An international collaboration of astronomers has achieved the most precise direct measurement to date of the current expansion rate of the Universe. In a paper to be published in Astronomy & Astrophysics , the H0 Distance Network (H0DN) collaboration reports a value of the Hubble constant of H₀ = 73.50 ± 0.81 km s⁻¹ Mpc⁻¹, corresponding to a precision of just over 1%.

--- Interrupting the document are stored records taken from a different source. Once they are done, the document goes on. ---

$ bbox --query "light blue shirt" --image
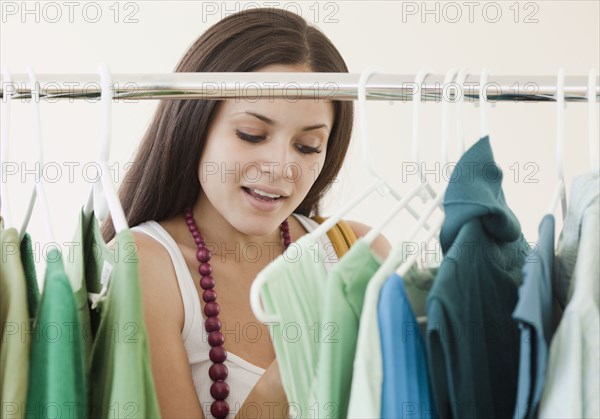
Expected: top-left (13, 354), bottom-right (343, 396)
top-left (513, 215), bottom-right (556, 419)
top-left (377, 274), bottom-right (436, 418)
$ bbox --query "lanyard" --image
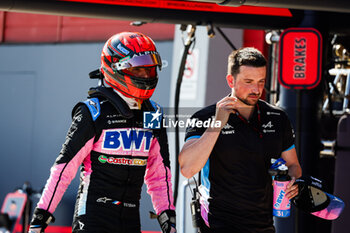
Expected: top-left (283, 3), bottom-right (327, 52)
top-left (236, 104), bottom-right (262, 138)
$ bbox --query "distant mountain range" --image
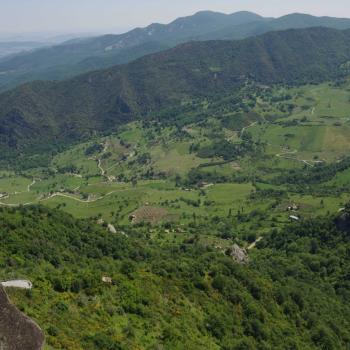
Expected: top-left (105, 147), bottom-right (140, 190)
top-left (0, 28), bottom-right (350, 159)
top-left (0, 11), bottom-right (350, 90)
top-left (0, 41), bottom-right (47, 59)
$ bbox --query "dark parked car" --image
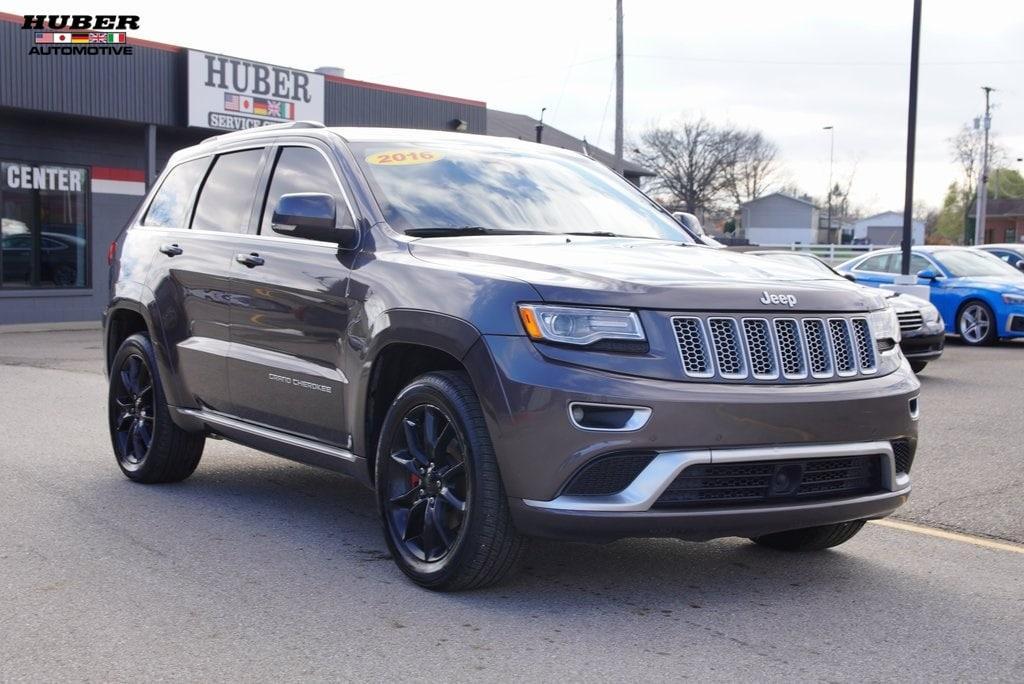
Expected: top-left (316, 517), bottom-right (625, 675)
top-left (104, 123), bottom-right (920, 590)
top-left (748, 250), bottom-right (946, 373)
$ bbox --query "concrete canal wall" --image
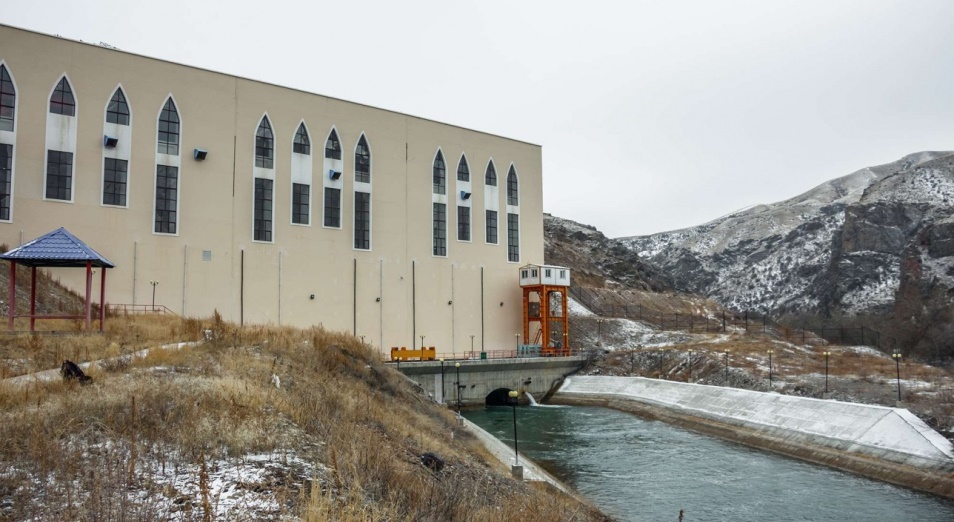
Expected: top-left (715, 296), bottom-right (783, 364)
top-left (551, 376), bottom-right (954, 498)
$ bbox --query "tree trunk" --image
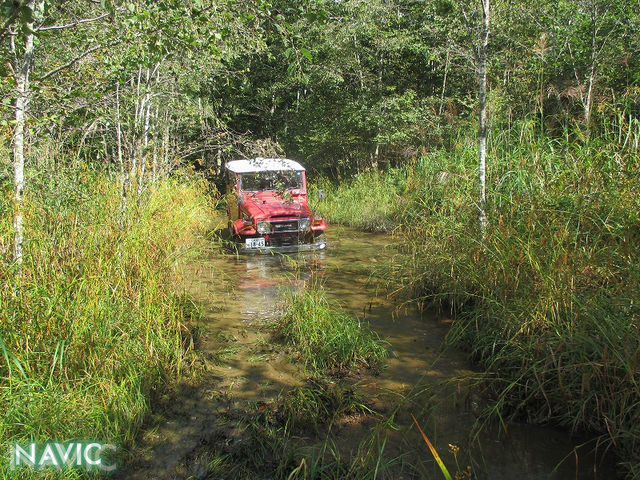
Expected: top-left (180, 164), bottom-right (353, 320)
top-left (478, 0), bottom-right (490, 236)
top-left (9, 0), bottom-right (35, 266)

The study results from a broad community effort launched at the workshop "What's under the H0od? Towards Consensus on the local value of the Hubble Constant" , which took place at the International Space Science Institute (ISSI) in Bern in March 2025.
The full article will be published in Astronomy & Astrophysics. Once accepted, the analysis code will be made public via GitHub and the Astrophysics Source Code Library.
A network, not a single path
For nearly a century, astronomers have relied on the "distance ladder" to measure the Hubble constant, H0H_0H0, by calibrating increasingly distant cosmic objects through a sequence of interlocking steps. Albeit successful, this approach can allow uncertainties to propagate along a single dominant measurement path.
The H0DN Collaboration adopted a different strategy: a local distance network. It replaced a single ladder with a mathematical framework connecting many distance indicators simultaneously. The network links independent and overlapping distance probes - including Cepheid variables, the Tip of the Red Giant Branch (TRGB), Mira variables, megamasers, Type Ia and Type II supernovae, surface brightness fluctuations, the Tully-Fisher relation, and the Fundamental Plane - into one coherent analysis.
By explicitly accounting for correlations and shared uncertainties through full covariance weighting, the network allows the internal consistency of the entire system to be tested transparently for the first time.